Monday, June 19, 2017

Bricks and Clicks -- Showrooming, Riggio, and Bezos

Last week brought two notable news items about Amazon and the future or retail. Most noted was the deal to buy Whole Foods, which would greatly accelerate Amazon's move to the center of the still rudimentary combination of bricks and clicks. Drawing some limited attention was the issuance of an Amazon patent (filed in May, 2012) on smart ways to turn showrooming to a store's advantage.

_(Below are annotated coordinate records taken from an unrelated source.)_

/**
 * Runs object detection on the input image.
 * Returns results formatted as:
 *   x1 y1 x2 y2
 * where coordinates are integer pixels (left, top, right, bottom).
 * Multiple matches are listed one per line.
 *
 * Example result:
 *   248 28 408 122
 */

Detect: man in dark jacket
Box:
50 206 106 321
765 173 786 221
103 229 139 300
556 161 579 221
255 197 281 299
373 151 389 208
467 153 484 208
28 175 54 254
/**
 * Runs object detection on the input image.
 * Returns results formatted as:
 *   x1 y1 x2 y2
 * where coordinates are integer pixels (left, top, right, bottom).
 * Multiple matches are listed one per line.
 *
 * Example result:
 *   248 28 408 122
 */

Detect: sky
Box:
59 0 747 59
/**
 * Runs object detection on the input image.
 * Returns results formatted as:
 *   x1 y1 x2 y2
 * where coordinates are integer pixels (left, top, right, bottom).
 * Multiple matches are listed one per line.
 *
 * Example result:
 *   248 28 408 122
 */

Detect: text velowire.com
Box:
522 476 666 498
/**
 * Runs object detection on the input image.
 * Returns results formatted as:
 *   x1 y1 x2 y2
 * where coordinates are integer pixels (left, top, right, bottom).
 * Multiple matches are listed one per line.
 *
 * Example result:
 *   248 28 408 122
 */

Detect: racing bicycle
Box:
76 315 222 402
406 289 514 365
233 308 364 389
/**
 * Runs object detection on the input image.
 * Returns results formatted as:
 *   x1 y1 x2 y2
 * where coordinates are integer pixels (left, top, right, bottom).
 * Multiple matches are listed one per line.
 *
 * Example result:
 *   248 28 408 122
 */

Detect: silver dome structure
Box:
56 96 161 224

This was especially relevant to me for several reasons:
  • I have been dabbling in bricks and clicks since at least twenty years ago, when I tried to pitch Steve Riggio of Barnes & Noble, on a bricks and clicks strategy to counter Amazon (to no avail).
  • It was gratifying to see that the Amazon patent cited seventeen of my patents or applications as prior art. 
  • My 2013 post, The Joy of Showrooming:  From Profit Drain to Profit Center, outlined promising ideas much along the lines of aspects of Amazon's patent. My ideas were for collaboration of the showroom owner and the Web competitor, to optimize the best value exchange, based on showrooming referral fees that compensate the showroom owner for the showroom service provided.
The IoBC (Internet of Bricks and Clicks)

The Internet of Things has gotten much press about how it connects not just people and businesses, but literally everyThing. Few grasp even the early impacts of this sea change, and even the technically sophisticated can only dimly grasp where it will take us.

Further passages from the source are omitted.